Впереди были кучка глиняных хижин и с полдесятка покрытых пылью пальм.

Австриец присвистнул:

– Не бог весть что!

– А тут кругом – не бог весть что. Хочешь, высажу тебя здесь?

– Мечтаю! Как я потом вернусь в цивилизацию?

– А это твоя проблема, не моя. По крайней мере, тут безопаснее, чем в палаточном городке. Через эту деревню обычно проходят караваны с солью, направляющиеся на юг. За сотню, а то и меньше, тебя доставят в какое-нибудь мало-мальски цивилизованное место.

– Прекрасная перспектива!

– Как раз для тебя. Кто тебя заставлял лезть в не свое дело?

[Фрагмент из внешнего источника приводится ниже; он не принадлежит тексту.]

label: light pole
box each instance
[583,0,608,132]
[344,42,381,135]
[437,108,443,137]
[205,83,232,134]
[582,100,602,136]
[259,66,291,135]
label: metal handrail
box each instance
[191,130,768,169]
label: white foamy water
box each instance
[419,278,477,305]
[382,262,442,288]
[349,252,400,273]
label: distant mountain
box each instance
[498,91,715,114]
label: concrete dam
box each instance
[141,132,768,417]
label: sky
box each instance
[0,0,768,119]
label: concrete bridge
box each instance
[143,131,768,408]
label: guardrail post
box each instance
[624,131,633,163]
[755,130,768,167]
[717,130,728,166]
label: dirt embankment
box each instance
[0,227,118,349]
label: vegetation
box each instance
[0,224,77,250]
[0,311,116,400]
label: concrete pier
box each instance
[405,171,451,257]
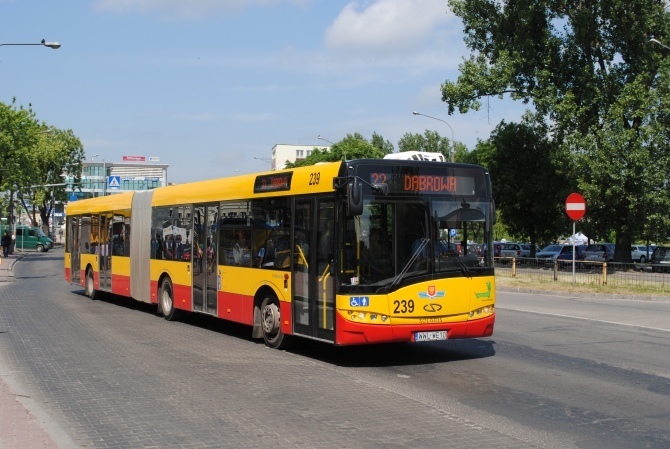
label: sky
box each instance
[0,0,524,183]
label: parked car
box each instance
[519,243,542,259]
[0,225,54,253]
[557,245,588,268]
[630,245,654,263]
[482,242,504,257]
[535,245,572,264]
[584,243,615,262]
[468,243,482,257]
[500,242,521,258]
[649,246,670,273]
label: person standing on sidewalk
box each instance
[2,231,12,257]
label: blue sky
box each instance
[0,0,523,182]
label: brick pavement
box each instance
[0,253,536,449]
[0,254,58,449]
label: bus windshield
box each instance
[340,197,491,287]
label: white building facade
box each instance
[272,143,330,170]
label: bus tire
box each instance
[159,277,180,321]
[261,293,289,349]
[84,268,95,299]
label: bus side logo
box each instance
[423,302,442,312]
[419,285,447,299]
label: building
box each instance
[65,156,169,201]
[271,143,330,170]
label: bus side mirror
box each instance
[347,178,363,217]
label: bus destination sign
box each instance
[370,172,475,195]
[254,172,293,193]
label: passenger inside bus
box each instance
[362,228,393,282]
[233,229,251,266]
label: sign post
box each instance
[565,193,586,284]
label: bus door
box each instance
[293,198,335,342]
[98,214,112,291]
[191,204,219,315]
[65,217,81,285]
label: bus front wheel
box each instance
[84,268,95,299]
[160,277,179,321]
[261,295,288,349]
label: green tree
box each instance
[473,122,574,250]
[0,98,41,224]
[442,0,670,261]
[0,99,84,231]
[33,126,85,231]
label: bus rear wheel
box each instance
[261,295,288,349]
[84,268,95,299]
[159,277,179,321]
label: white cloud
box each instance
[325,0,453,54]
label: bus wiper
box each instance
[440,239,472,278]
[383,237,430,292]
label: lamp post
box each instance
[412,111,456,162]
[91,153,107,196]
[0,39,60,50]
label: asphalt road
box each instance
[0,250,670,449]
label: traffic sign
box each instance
[107,176,121,190]
[565,193,586,221]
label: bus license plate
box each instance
[414,331,447,341]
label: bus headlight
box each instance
[468,306,493,318]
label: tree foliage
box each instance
[0,99,84,231]
[471,122,574,245]
[442,0,670,261]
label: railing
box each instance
[494,257,670,292]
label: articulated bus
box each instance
[65,159,496,348]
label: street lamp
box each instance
[91,153,107,196]
[412,111,456,162]
[0,39,60,50]
[649,38,670,50]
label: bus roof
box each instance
[152,162,342,206]
[65,192,135,215]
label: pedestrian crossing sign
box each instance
[107,176,121,190]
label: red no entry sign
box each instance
[565,193,586,221]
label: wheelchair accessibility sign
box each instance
[349,296,370,307]
[107,176,121,190]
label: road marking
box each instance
[496,305,670,332]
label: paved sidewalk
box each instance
[0,253,58,449]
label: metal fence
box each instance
[494,257,670,292]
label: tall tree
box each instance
[442,0,670,261]
[472,122,574,250]
[33,129,85,233]
[0,98,40,228]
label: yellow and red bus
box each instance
[65,159,496,348]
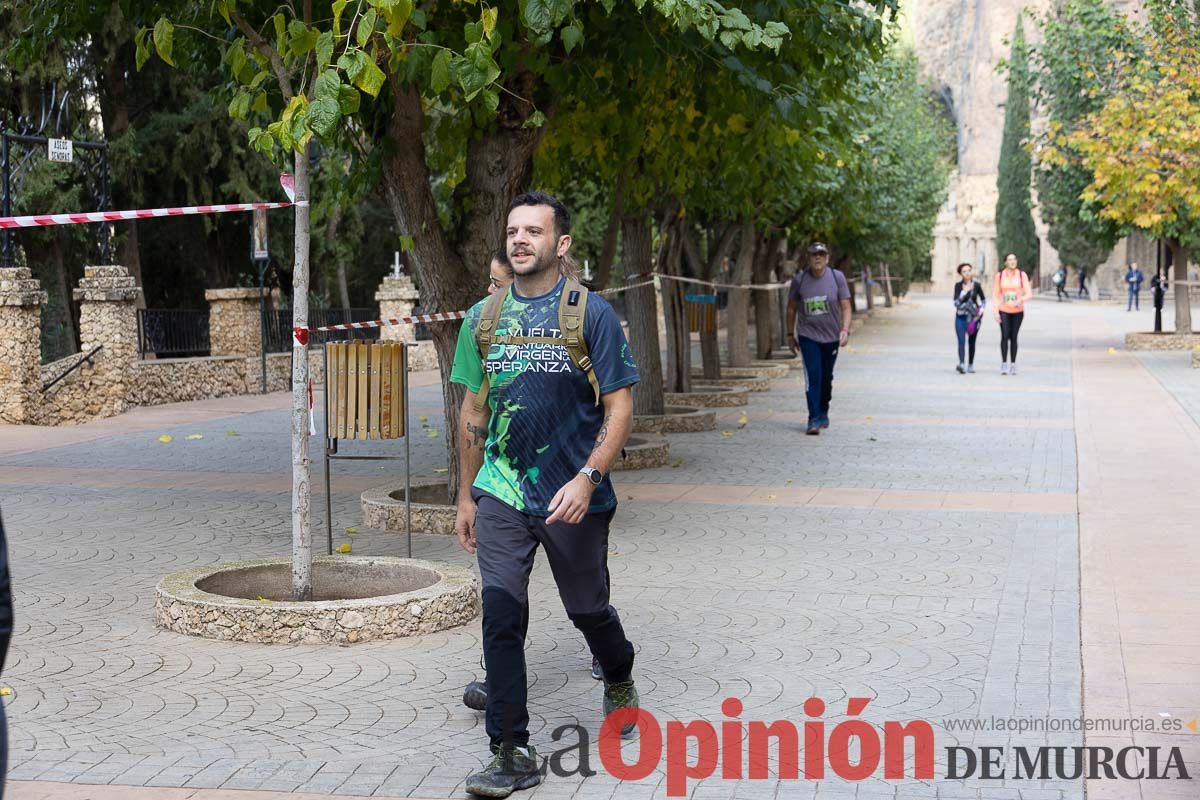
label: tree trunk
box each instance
[593,169,625,290]
[620,211,664,415]
[661,222,691,392]
[725,221,758,367]
[91,33,146,308]
[752,239,779,359]
[292,145,312,601]
[1166,239,1192,333]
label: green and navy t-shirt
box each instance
[450,279,638,517]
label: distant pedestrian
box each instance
[487,247,516,294]
[954,264,986,373]
[1050,266,1070,302]
[992,253,1033,375]
[787,242,851,437]
[1126,261,1146,311]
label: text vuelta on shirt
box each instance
[484,326,571,375]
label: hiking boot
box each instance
[462,680,487,711]
[604,680,638,736]
[463,745,541,798]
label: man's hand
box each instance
[549,475,595,525]
[454,498,479,555]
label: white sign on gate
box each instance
[46,139,74,164]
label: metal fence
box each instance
[138,308,210,359]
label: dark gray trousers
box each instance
[474,492,634,750]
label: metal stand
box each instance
[324,342,413,558]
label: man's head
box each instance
[505,192,571,276]
[809,241,829,272]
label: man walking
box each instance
[787,242,851,437]
[1126,261,1146,312]
[1051,266,1070,302]
[450,192,638,798]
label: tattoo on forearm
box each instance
[463,422,487,450]
[592,414,612,452]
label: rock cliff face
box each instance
[906,0,1142,291]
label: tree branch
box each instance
[229,8,295,102]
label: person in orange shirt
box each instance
[992,253,1033,375]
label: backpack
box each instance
[475,278,600,411]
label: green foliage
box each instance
[1033,0,1139,269]
[996,18,1038,271]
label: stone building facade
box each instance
[0,266,451,425]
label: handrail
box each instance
[42,344,104,392]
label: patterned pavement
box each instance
[0,301,1186,800]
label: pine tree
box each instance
[996,17,1038,272]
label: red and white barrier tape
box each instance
[0,200,308,228]
[292,311,467,347]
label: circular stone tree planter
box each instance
[612,437,671,473]
[634,405,716,433]
[361,483,457,536]
[662,383,750,408]
[155,557,479,644]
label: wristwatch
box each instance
[580,467,604,486]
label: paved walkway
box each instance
[0,300,1200,800]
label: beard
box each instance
[509,249,558,277]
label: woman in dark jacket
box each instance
[954,264,986,373]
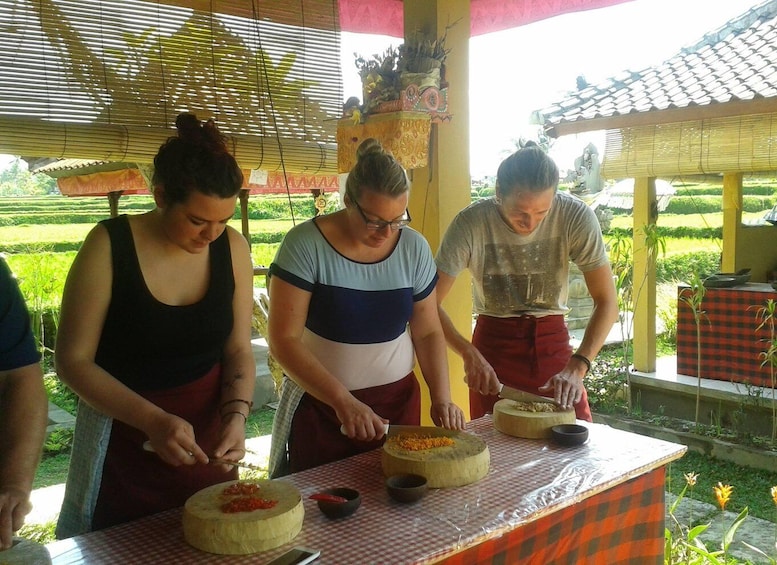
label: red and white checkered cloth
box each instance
[47,416,685,565]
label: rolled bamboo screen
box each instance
[602,113,777,178]
[0,0,342,172]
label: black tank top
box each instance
[96,215,235,391]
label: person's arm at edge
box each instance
[540,264,618,406]
[572,264,618,369]
[410,291,464,430]
[436,269,499,394]
[0,363,48,549]
[211,227,256,459]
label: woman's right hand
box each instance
[143,412,208,467]
[462,345,500,395]
[335,397,388,441]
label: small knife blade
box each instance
[386,424,459,437]
[499,385,556,404]
[208,457,267,471]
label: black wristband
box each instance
[572,353,591,375]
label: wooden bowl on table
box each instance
[316,487,362,519]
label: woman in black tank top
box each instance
[55,114,255,538]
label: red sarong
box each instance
[289,372,421,473]
[92,364,238,530]
[469,315,592,422]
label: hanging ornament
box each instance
[315,190,327,216]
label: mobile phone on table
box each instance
[267,547,321,565]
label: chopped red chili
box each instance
[223,482,259,495]
[221,496,278,514]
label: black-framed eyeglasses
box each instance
[353,200,412,231]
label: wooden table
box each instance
[47,416,686,565]
[677,283,777,387]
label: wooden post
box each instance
[720,173,750,273]
[404,0,472,424]
[632,177,658,373]
[238,189,251,251]
[108,190,124,218]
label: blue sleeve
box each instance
[0,259,40,371]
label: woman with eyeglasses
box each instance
[268,139,464,477]
[437,144,618,421]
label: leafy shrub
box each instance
[675,184,775,197]
[656,251,720,284]
[605,226,723,239]
[666,192,777,214]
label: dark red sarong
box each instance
[469,315,592,422]
[289,372,421,473]
[92,364,238,530]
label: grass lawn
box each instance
[32,408,275,489]
[666,451,777,522]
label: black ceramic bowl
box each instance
[386,474,426,503]
[550,424,588,445]
[317,487,362,518]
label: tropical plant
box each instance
[664,472,777,565]
[608,224,666,412]
[756,298,777,445]
[679,273,706,428]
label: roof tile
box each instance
[541,0,777,126]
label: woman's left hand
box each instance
[212,414,246,472]
[431,402,464,430]
[538,367,583,408]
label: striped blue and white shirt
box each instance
[270,220,437,390]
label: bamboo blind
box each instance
[602,113,777,178]
[0,0,342,172]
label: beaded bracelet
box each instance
[221,410,248,424]
[572,353,591,375]
[219,398,254,412]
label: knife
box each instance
[340,424,459,437]
[499,383,556,404]
[138,440,267,471]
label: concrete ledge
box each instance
[629,357,777,437]
[46,402,76,434]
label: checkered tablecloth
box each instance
[677,283,777,387]
[47,416,685,565]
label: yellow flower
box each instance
[712,483,734,510]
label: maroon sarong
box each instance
[289,372,421,473]
[92,364,238,530]
[469,315,592,422]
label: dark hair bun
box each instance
[175,112,201,139]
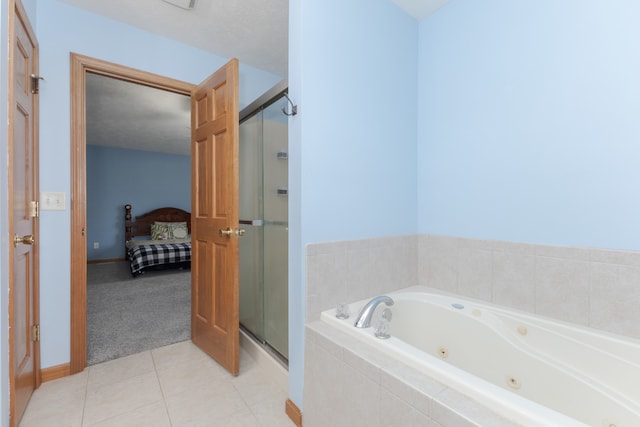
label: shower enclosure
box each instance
[239,82,289,361]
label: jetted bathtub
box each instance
[321,288,640,427]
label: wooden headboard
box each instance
[124,205,191,243]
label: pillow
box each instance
[151,222,171,240]
[151,221,189,240]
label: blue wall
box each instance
[36,0,282,368]
[87,145,191,260]
[289,0,418,408]
[418,0,640,249]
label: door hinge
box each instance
[29,200,40,218]
[31,74,44,95]
[31,324,40,342]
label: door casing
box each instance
[4,0,41,427]
[69,53,194,374]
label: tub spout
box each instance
[353,295,393,328]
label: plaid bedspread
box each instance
[129,242,191,275]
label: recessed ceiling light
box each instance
[163,0,196,10]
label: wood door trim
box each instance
[69,52,194,374]
[5,0,42,427]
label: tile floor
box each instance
[20,341,294,427]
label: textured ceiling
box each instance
[60,0,289,77]
[59,0,448,154]
[86,73,191,155]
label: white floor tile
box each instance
[19,341,293,427]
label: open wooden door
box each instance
[8,0,40,426]
[191,59,241,375]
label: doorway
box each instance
[69,53,194,374]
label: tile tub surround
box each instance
[306,234,640,339]
[417,235,640,339]
[306,235,418,322]
[304,321,516,427]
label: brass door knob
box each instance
[13,234,36,247]
[218,227,233,237]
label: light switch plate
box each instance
[40,191,66,211]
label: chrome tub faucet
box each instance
[353,295,393,328]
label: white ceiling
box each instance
[60,0,289,77]
[86,73,191,155]
[60,0,449,154]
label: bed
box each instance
[124,205,191,277]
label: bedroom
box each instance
[86,73,191,365]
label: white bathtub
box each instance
[321,288,640,427]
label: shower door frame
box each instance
[239,79,289,365]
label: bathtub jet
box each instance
[321,287,640,427]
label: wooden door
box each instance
[6,1,39,426]
[191,59,240,375]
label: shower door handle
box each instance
[238,219,264,227]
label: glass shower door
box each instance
[240,95,289,359]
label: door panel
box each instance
[191,59,239,375]
[6,1,39,425]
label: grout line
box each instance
[149,350,173,426]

– Никто, но я, прежде всего, журналист. А когда журналист видит что-то такое, о чем должны знать все, его обязанность – рассказать об этом.

– Ага, расскажи! Расскажи! Ну что, высаживаю? Твоему вдохновению тут ничто не помешает. Потом тебе придется провести три дня на спине верблюда под солнцем, плавящим камни. – Нене искоса посмотрел на австрийца и с нескрываемой издевкой сказал: – Вдобавок ко всему твою писанину никто не будет публиковать.

– Кто-нибудь да опубликует, будь уверен.

– Давай, давай, решайся: или здесь позагораешь, или чуть подальше, но там велик риск умереть от жажды в полном одиночестве.

– Слушай, ты серьезно?

Нене покачал головой:

– А ты намного глупее, чем кажешься… Тебе не приходила мысль в башку, что я могу оказаться в сговоре с Фаусеттом? Выброшу тебя в таком месте, где никто не сможет найти…

– Да, приходила, – признался журналист. – Это было первое, о чем я подумал…

– И?..

– Ты не похож на убийцу.

– А на кого похожи убийцы?! – с неожиданной злостью спросил француз. – У них прямо на лице написано, что они собираются убить человека? Такое только в кино бывает, да и то в старом. Как только злодей появится на экране, сразу знаешь, что он собирается задушить девушку… Ладно, закрыли тему.

Дальше летели в молчании. Шольца завораживал пейзаж внизу. Огромные дюны сменились каменистой равниной, потом на горизонте возникли зубчатые очертания небольшой горной гряды. Нене Дюпре отклонился к юго-западу и через несколько минут показал на темную точку километрах примерно в десяти.

– Там колодец, – сказал он. – А ты останешься здесь.

Они начали снижаться. Колодец, пальмы рядом с ним и далекие горы исчезли из виду, и австриец забеспокоился. До него дошло, что он останется посреди раскаленной солнцем пустыни, где даже глазу не за что зацепиться.

– О боже!.. – невольно воскликнул он.

– Всегда ненавидел произносить это: «Я тебя предупреждал», – усмехнулся Нене Дюпре. – Однако предупреждал я тебя серьезно.

Он вытащил из вертолета небольшой рюкзак, к которому была привязана фляга с водой.

– С этим ты можешь продержаться пару дней. Если я завтра утром не вернусь, держи направление на заход солнца и часа через два или три доберешься до колодца.